Pour limiter à quatre le nombre d’offices dont la création est envisageable, l'Autorité a tenu compte, d'une part, du nombre limité des candidats potentiels à l'installation en tant qu'avocat aux Conseils qui seulement d’une dizaine et, d'autre part, de l'évolution du contentieux devant le Conseil d'État et la Cour de cassation qui est incertaine sur longue période, il a diminué de 5,4 % entre 2010 et 2015 et les incertitudes sont par ailleurs renforcées par les projets de réformes, notamment sur le filtrage des pourvois, envisagées au sein de la Cour de cassation.

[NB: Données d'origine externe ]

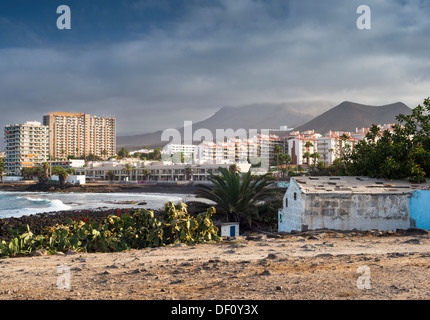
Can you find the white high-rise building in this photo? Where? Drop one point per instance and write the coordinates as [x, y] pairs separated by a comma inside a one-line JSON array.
[[26, 146]]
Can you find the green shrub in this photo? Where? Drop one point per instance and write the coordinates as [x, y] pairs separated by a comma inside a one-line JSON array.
[[134, 230]]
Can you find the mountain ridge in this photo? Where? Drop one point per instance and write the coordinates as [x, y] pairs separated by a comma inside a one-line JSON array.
[[347, 116]]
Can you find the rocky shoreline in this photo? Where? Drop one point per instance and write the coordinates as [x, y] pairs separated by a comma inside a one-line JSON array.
[[100, 188]]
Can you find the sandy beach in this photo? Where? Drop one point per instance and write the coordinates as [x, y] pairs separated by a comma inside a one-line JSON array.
[[323, 265]]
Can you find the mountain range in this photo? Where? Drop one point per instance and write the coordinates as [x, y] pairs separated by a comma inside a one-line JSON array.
[[346, 116]]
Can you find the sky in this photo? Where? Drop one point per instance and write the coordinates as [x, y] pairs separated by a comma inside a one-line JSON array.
[[154, 64]]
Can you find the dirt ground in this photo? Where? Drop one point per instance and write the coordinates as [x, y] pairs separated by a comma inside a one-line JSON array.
[[323, 265]]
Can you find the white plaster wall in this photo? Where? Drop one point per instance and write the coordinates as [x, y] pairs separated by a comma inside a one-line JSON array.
[[290, 218], [357, 211]]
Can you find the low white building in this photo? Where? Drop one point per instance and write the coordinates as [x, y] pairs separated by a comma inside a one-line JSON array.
[[345, 203]]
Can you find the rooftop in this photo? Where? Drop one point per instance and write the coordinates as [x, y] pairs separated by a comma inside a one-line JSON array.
[[328, 184]]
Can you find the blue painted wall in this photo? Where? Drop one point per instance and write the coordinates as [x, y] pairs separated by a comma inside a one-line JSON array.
[[420, 209]]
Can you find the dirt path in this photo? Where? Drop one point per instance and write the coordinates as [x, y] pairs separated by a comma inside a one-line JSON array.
[[324, 266]]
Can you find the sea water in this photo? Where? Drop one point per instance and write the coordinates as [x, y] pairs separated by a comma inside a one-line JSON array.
[[17, 204]]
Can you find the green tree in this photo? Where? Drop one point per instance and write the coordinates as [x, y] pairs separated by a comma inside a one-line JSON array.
[[239, 195]]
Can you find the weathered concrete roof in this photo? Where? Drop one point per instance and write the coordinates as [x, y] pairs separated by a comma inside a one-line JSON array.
[[329, 184]]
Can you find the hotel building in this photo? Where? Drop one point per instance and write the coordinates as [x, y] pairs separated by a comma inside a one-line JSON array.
[[80, 134], [26, 146]]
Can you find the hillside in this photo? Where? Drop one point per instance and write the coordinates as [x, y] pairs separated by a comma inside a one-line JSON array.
[[255, 116], [348, 116]]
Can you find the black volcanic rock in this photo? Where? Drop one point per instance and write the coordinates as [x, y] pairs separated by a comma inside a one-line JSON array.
[[348, 116], [255, 116]]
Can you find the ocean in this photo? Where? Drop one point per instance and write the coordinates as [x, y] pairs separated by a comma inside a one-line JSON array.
[[17, 204]]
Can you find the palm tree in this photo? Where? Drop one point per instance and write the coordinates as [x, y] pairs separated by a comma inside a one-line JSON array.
[[238, 194], [307, 154], [147, 173], [104, 153], [315, 156], [2, 169], [188, 173], [286, 158], [342, 140]]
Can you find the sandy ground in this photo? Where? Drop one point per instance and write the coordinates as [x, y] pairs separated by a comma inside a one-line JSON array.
[[323, 265]]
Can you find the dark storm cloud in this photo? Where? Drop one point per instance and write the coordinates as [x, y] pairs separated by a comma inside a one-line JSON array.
[[187, 61]]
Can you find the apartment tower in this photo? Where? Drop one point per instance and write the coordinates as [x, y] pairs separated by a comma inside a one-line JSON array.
[[80, 134], [26, 146]]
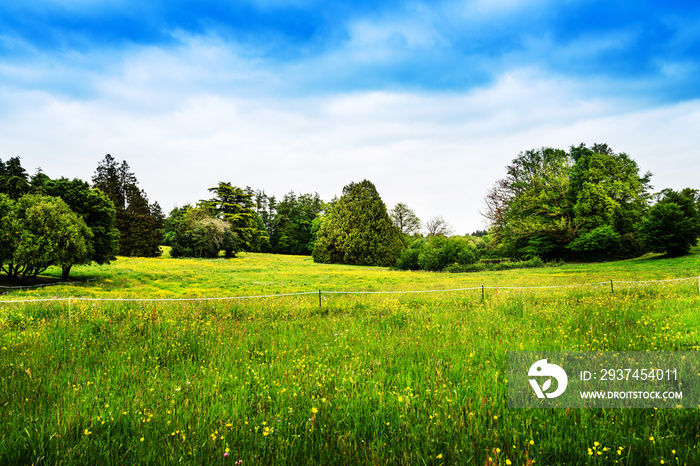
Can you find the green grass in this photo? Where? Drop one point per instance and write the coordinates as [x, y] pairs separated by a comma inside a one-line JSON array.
[[361, 379]]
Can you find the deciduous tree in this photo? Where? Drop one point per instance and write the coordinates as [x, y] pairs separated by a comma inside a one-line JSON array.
[[358, 230]]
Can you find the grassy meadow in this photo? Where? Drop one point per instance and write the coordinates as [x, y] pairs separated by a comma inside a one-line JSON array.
[[399, 378]]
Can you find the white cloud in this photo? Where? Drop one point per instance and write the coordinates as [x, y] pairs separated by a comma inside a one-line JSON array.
[[437, 152]]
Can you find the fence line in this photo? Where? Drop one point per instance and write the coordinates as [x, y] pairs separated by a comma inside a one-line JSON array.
[[321, 292]]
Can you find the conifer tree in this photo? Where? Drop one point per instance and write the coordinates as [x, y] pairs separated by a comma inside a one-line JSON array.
[[358, 230]]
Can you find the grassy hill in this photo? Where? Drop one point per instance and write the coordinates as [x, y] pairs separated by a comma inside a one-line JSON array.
[[397, 378]]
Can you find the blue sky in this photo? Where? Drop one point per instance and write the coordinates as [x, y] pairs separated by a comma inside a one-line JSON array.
[[429, 100]]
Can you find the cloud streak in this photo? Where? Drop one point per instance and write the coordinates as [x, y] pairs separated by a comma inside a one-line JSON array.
[[428, 100]]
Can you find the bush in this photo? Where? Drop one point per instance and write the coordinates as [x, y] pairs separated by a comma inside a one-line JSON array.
[[438, 253]]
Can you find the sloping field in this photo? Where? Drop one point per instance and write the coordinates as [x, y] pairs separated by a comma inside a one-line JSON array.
[[395, 378]]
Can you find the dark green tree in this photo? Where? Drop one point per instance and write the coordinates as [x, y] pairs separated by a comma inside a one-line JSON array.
[[96, 210], [405, 219], [558, 204], [140, 224], [235, 205], [14, 180], [672, 225], [358, 230], [41, 231], [197, 233]]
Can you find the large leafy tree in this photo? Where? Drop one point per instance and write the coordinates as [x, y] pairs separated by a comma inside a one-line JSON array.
[[38, 232], [140, 224], [293, 223], [195, 232], [358, 230], [673, 223], [529, 209], [95, 208], [583, 204], [236, 206]]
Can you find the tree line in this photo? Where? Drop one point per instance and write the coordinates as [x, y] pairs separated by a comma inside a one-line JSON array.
[[585, 203], [60, 222]]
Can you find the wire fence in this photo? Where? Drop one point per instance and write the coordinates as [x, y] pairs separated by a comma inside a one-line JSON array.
[[611, 284]]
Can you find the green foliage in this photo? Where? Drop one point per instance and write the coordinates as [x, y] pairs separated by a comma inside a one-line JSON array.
[[293, 223], [673, 224], [139, 223], [404, 378], [95, 208], [409, 257], [199, 234], [405, 219], [41, 231], [234, 205], [14, 180], [438, 253], [358, 230], [579, 204], [597, 243]]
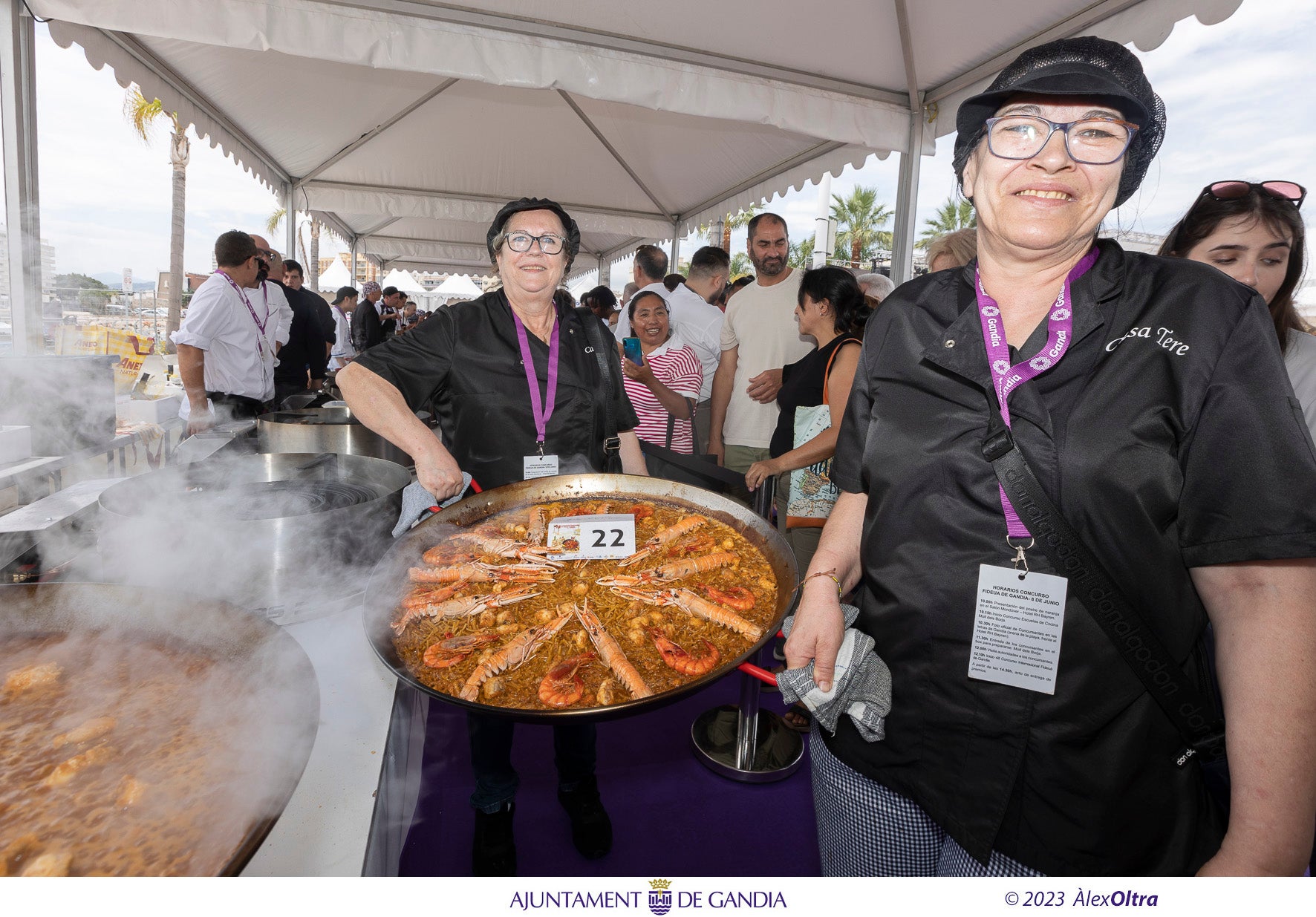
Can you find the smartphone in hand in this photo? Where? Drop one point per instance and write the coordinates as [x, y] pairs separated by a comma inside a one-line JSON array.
[[632, 349]]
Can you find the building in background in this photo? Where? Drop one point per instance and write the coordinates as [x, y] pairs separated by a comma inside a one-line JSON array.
[[48, 267]]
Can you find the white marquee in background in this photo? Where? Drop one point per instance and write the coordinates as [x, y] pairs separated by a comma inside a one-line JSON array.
[[404, 124]]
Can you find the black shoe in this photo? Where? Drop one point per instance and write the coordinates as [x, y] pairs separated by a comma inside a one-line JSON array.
[[591, 829], [494, 849]]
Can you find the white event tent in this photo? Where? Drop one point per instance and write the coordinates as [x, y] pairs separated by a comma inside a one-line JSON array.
[[334, 276], [457, 287], [644, 126], [403, 281]]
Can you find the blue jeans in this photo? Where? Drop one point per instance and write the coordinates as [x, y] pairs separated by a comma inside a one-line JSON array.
[[491, 758]]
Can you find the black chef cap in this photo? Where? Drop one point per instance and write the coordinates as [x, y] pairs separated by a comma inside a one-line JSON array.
[[1085, 66], [573, 232]]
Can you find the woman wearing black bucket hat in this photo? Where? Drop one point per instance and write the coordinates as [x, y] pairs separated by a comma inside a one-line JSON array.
[[1149, 399], [475, 362]]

La situation des avocats aux Conseils est bien différente de celles d'autres professions réglementées examinées par l'Autorité, comme les notaires, dont l'activité a fortement progressé au cours des quinze dernières années, est directement corrélée à l'évolution de la population et des marchés immobiliers, et présente des perspectives dynamiques d'évolution au cours des prochaines années.
C’est compte tenu de cet aléa que l'Autorité a adopté une approche prudente pour les deux ans à venir, en recommandant la création de quatre offices, chacun pouvant accueillir au maximum quatre avocats aux Conseils associés. Ce premier avis, précise l’Autorité, ne préjuge pas des recommandations qui pourront être formulées à l'avenir, lors du prochain examen biennal de l'offre de services des avocats aux Conseils, qui tiendra notamment compte de « l'évolution observée du contentieux et des réformes conduites, voire abouties, du modèle français de cassation ».
L'Autorité a également dévoilé 14 recommandations visant à rendre la procédure de créations d'offices plus transparente et à limiter les restrictions d'accès à cette profession, dont notamment l’allongement du délai de dépôt des candidatures relatives à la création d'offices et de rendre plus transparente la procédure de classement des candidats aux offices créés, la réduction des barrières à l'entrée pour ces candidats, faire connaître la profession aux étudiants en droit et aux avocats à la Cour pour élargir le vivier des futurs candidats à l'installation et l’amélioration de l'accès des femmes aux offices.